The lawsuit, filed on behalf of seven Detroit residents and four neighborhood organizations, claims the Wayne County treasurer’s annual auction violates the federal Fair Housing Act, disproportionately impacting African-Americans across the county. The foreclosure rate in black neighborhoods is more than 15 times higher than predominantly non-African-American areas, the complaint states.
Compounding the litany of problems, the lawsuit said, are over-inflated appraisals scattered throughout Detroit.
“The City of Detroit has failed to conduct properly the legally mandated property assessments for at least two decades,” according to the 50-page complaint, filed in Wayne County Circuit Court. “Further, after the values of homes began to drop precipitously in 2008, the City of Detroit failed to reduce the assessed values of the homes to match the actual True Cash Values, a fact which city officials have acknowledged.”
Last year, Detroit’s mayor, Mike Duggan, launched a city-wide reassessment, which is expected to wrap next year. In a statement issued Wednesday, City Treasurer David Szymanski said 2013 property assessments were legitimate, backed by sales data, and “consistent with home values across the city.”
“The City of Detroit, in partnership with the Wayne County Treasurer’s Office and others, has been taking unprecedented steps to help prevent foreclosures and keep families in their homes,” Szymanski said in a statement to The Detroit News. “This has been one of the mayor’s highest priorities.
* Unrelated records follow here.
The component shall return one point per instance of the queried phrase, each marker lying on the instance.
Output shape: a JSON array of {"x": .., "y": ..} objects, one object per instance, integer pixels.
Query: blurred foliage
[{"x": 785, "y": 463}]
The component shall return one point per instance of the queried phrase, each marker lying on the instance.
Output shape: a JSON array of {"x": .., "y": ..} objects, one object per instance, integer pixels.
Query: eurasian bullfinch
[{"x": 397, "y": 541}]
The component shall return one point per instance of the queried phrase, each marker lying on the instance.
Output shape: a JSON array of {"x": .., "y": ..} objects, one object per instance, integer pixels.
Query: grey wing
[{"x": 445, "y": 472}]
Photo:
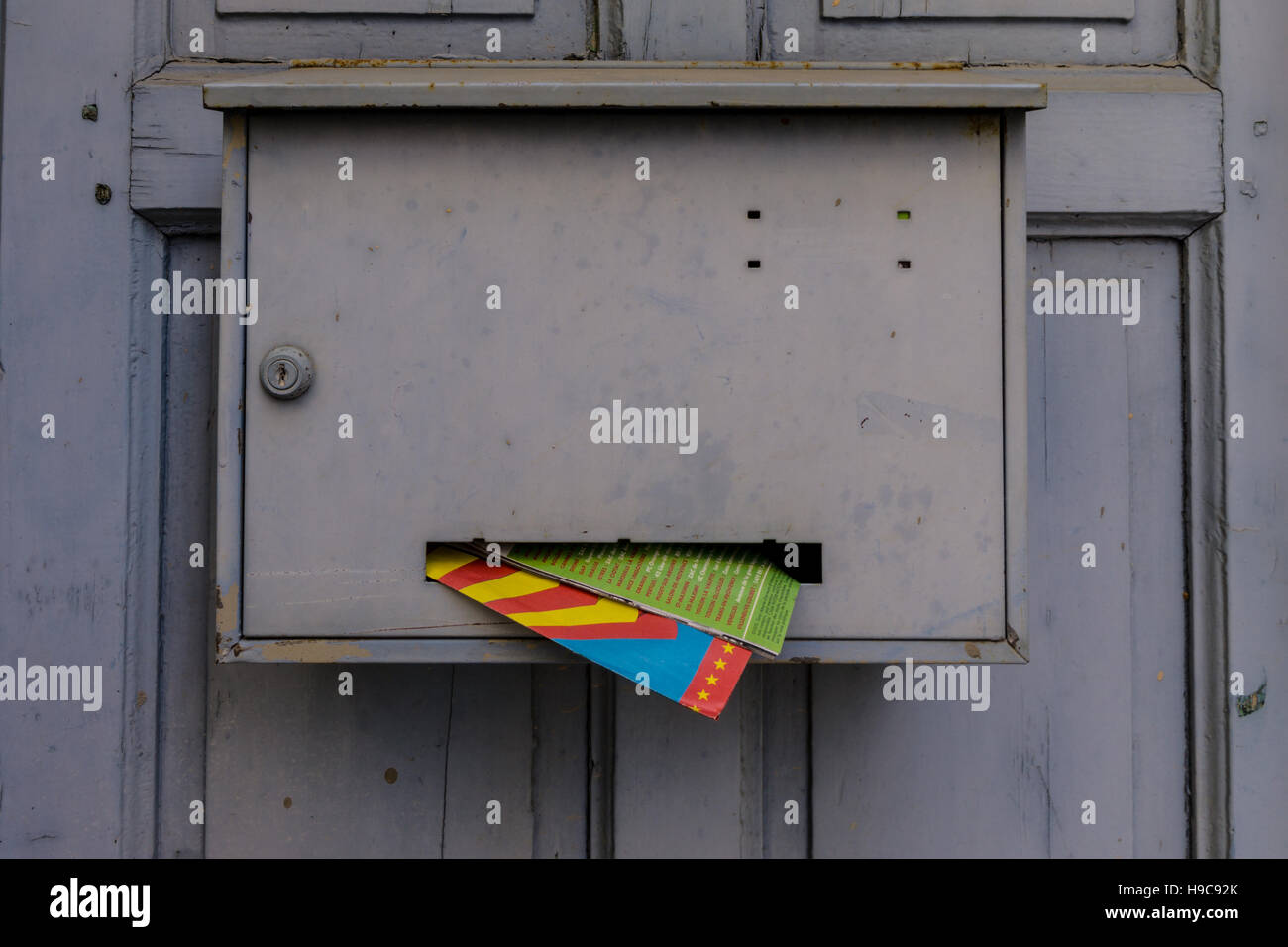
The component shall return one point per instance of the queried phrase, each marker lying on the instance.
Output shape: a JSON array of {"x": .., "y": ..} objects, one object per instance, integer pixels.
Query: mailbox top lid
[{"x": 630, "y": 85}]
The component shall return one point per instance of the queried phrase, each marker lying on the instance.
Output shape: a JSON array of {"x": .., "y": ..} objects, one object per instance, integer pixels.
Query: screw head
[{"x": 286, "y": 371}]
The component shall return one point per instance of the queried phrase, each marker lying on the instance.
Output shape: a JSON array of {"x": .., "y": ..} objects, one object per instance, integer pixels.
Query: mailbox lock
[{"x": 286, "y": 371}]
We successfully sought legislation to reduce penalties and interest and create workable payment plans that have helped to keep more than 27,000 homeowners in their homes in just the past year.
In a separate statement to the News, Detroit’s top lawyer, Melvin “Butch” Hollowell, said the lawsuit is “meritless,” adding that it would violate the city’s bankruptcy-exit plan approved by a federal judge in late 2014.
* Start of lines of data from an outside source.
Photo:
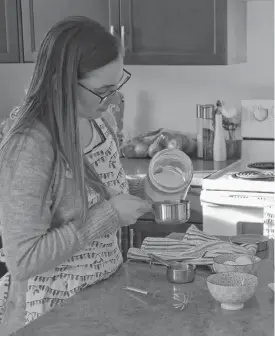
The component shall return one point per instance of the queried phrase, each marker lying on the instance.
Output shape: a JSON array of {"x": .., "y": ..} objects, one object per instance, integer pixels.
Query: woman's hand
[{"x": 129, "y": 208}]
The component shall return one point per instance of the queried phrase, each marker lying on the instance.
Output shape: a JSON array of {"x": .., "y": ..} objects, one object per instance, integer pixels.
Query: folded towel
[{"x": 196, "y": 247}]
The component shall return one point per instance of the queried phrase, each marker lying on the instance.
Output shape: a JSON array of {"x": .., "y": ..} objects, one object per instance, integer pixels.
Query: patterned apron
[{"x": 97, "y": 261}]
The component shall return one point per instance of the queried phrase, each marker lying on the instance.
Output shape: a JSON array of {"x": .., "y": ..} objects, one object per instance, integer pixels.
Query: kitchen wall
[{"x": 166, "y": 96}]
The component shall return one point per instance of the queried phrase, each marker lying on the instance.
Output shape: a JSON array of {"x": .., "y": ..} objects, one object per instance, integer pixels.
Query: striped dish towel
[{"x": 196, "y": 247}]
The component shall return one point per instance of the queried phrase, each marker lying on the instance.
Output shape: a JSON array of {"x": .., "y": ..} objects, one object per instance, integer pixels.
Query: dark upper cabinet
[
  {"x": 183, "y": 32},
  {"x": 38, "y": 16},
  {"x": 156, "y": 32},
  {"x": 9, "y": 43}
]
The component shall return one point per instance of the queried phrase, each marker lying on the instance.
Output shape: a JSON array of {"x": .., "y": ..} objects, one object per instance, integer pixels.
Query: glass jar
[{"x": 169, "y": 176}]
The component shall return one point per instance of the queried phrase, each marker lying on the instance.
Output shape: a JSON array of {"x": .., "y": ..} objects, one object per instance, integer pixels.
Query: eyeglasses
[{"x": 125, "y": 78}]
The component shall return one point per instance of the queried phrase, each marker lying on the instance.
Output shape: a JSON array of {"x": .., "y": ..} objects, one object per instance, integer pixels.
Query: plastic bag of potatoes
[{"x": 147, "y": 145}]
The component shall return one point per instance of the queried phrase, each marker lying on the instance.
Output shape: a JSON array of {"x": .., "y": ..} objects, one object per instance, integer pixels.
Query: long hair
[{"x": 71, "y": 48}]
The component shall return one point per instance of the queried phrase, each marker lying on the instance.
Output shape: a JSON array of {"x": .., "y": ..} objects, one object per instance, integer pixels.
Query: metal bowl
[{"x": 171, "y": 212}]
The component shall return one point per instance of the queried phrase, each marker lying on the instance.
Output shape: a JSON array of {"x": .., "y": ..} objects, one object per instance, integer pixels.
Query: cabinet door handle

“City agencies have met with representatives of the ACLU on a number of occasions to share information, and to analyze their position,” Hollowell said in a statement. “After very careful review, the city is confident that not only is the ACLU’s claim fatally flawed, as any potential claim was discharged in bankruptcy, but it is also recklessly irresponsible. It would violate compliance with the plan of adjustment, indefinitely prolong state oversight of City operations and threaten basic city services to all Detroiters."
But one of the named plaintiffs in the case, Spirlin Moore, a 77-year-old Detroit resident who’s nearly deaf and illiterate, says he is being steamrolled by the inflated assessment of his home. The city valued his home in 2013 at nearly $23,000, the complaint says — nearly 10 times what the ACLU says it’s actually worth.
The city levied a $2,000 property tax bill on Moore, “based on the over-assessed State Equalized Value,” the complaint said.
Moore, who the complaint said relies on a caretaker and moved to Detroit from Alabama in the early 1960s, couldn't afford to foot the cost.
“Mr. Moore’s outstanding water bill was added to his taxes in 2011, 2013, and 2013,” the complaint says, adding that he currently owes $5,700 in unpaid property taxes, which he can’t pay.
So: Moore's house is subject to the foreclosure auction.
"Wayne County's tax foreclosures have the most severe impact on the county's African-American community," Coty Montag, deputy director of litigation for the NAACP Legal Defense and Educational Fund, said in a statement.
The two-count lawsuit seeks a preliminary and final order to halt foreclosures and the sale of owner-occupied homes in the county, “without regard to whether a property has been over-assessed.”